In its affidavit to the Supreme Court, the Planning Commission has stated that a person with consumption of up to Rs32 per day would be considered poor in urban areas. The per capita consumption limit in rural area has been fixed at Rs26 a day. Its deputy chairman Montek Singh Ahluwalia clarified that the amount fixed were per each person not per family
Beijing: Defending the Planning Commission's criteria under which those who consume items worth more than Rs32 in urban areas in a day are not poor, its deputy chairman Montek Singh Ahluwalia on Monday said the limit will not be the basis for extending benefits to the poor, reports PTI.

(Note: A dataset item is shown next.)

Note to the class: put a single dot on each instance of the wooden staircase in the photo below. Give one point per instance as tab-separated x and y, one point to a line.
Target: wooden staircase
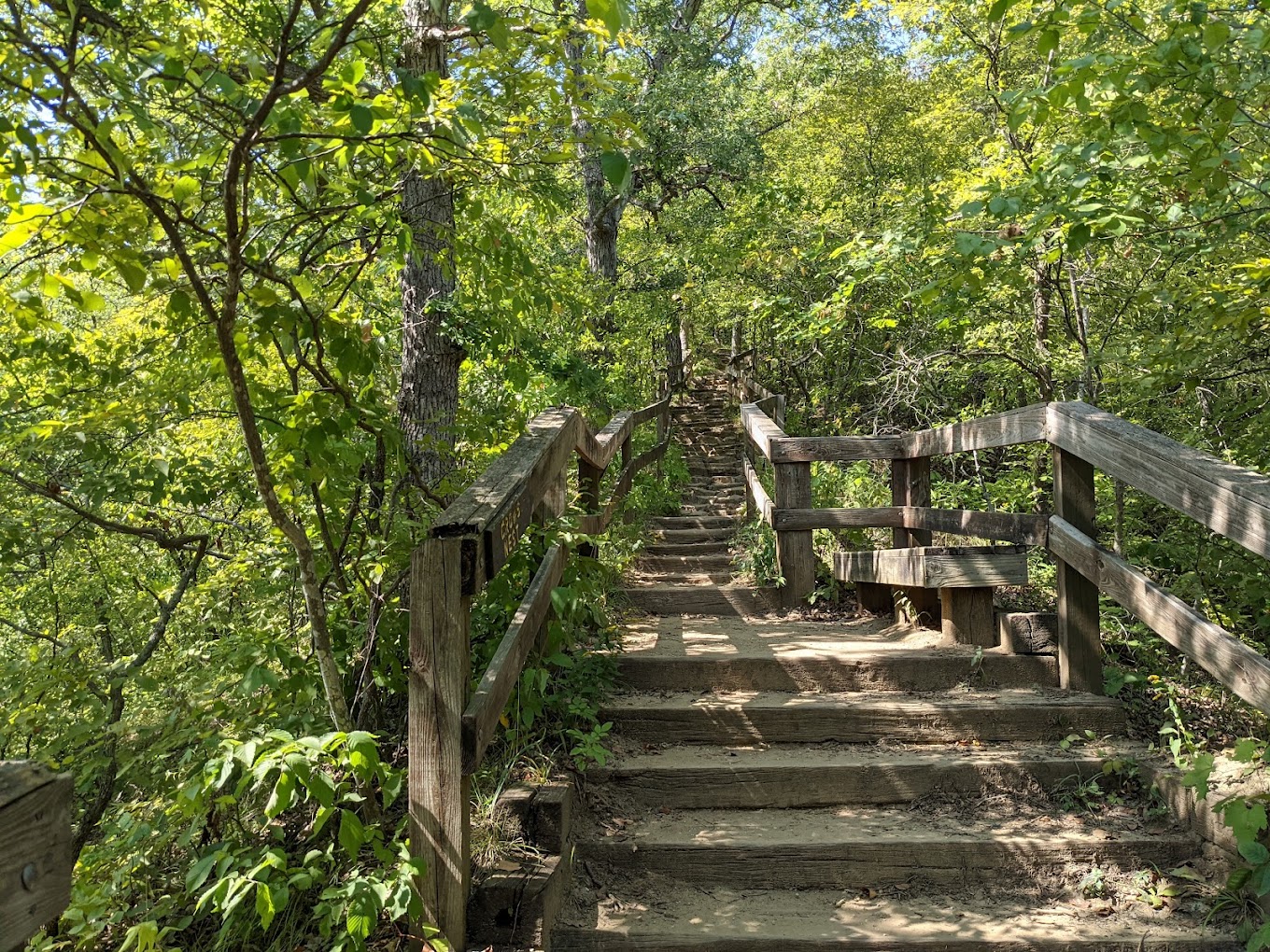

"We have not made any new policy decision. The Supreme Court asked us how we calculate the poverty line, we gave the factual explanation. I believe the explanation we have given is factually correct," Mr Ahluwalia, who is here to attend the first India-China Strategic Economic Dialogue, told the Indian media.
"That it how the poverty lines are set up and that is how poverty lines are updated," he said commenting for the first time after the controversy broke following an affidavit filed by the Planning Commission in the Supreme Court.
In its affidavit, the Planning Commission has stated that a person with consumption of up to Rs32 per day would be considered poor in urban areas. The per capita consumption limit in rural area has been fixed at Rs26 a day.
Asserting that the data forwarded to the apex court was set by the Tendulkar Committee which was appointed to define the poverty line, he said the amount fixed were per each person not per family.
"This is the number the Tendulkar Committee recommended which is an expert group. We accepted that which mean that the poverty numbers went up," he said.
"Many in the media misread the affidavit. I have heard the people say how a family of five can live on Rs32. This number is a per capita number, between the rural and urban.
For a family of five it has to be multiplied by five," Mr Ahluwalia said.
About the poverty criteria fixed using the Tendulkar Committee methodology, Mr Ahluwalia said, "I am not sure, what we can do about this as it is a recommendation... may be we can appoint another committee that is all," Mr Ahluwalia said.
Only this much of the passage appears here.